The US Industrial Control System Computer Emergency Response Team (ICS CERT) has released an updated report regarding the inner workings of the TRITON / HatMan malware that affected Triconex Safety Instrumented Systems last year, at an unnamed plant (probably in Saudi Arabia as per multiple sources). It now appears that the malware is not a simple hack that was done by a single person but a was a carefully designed cyberweapon (probably developed by a large team of professionals who are very familiar with the inner workings of the Triconex Safety Instrumented System).

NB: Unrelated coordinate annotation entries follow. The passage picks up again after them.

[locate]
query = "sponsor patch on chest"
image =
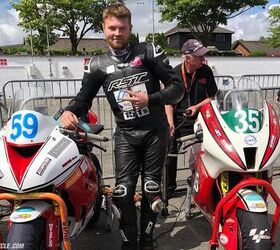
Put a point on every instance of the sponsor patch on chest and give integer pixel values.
(202, 81)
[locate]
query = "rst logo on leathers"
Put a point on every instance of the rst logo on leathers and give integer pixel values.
(127, 81)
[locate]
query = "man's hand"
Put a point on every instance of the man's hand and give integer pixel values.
(138, 99)
(69, 120)
(191, 111)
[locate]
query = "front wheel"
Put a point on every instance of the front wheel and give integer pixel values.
(28, 235)
(254, 231)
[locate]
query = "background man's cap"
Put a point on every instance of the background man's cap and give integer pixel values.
(194, 47)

It is unclear as to the motive of this effort, but most likely it is to cause malicious damage to a plant by disabling it’s Safety Instrumented System.
The malware affects Tricon safety controllers by modifying in-memory firmware, to add additional programming. The extra functionality allows an attacker to read/modify memory contents and execute arbitrary code on demand through receiving specially-crafted network packets. HatMan consists of two pieces: a PC-based component to communicate with the safety controller and a malicious binary component that is downloaded to the controller. Safety controllers are used in a large number of environments, and the capacity to disable, inhibit, or modify the ability of a process to fail safely could result in physical consequences. This report discusses the components and capabilities of the malware and some potential mitigations.
Full details of how the malware works are detailed in the report here.
ICS CERT is a part of the US Department of Homeland Security (DHS) and deals with cybersecurity issues related to Industrial Control and Safety Systems including but not limited to DCS, PLC, SCADA and SIS. In recent years, malicious code has become a big issue for owners and operators of industrial plants and this is one more instance of plant safety being compromised due to malware.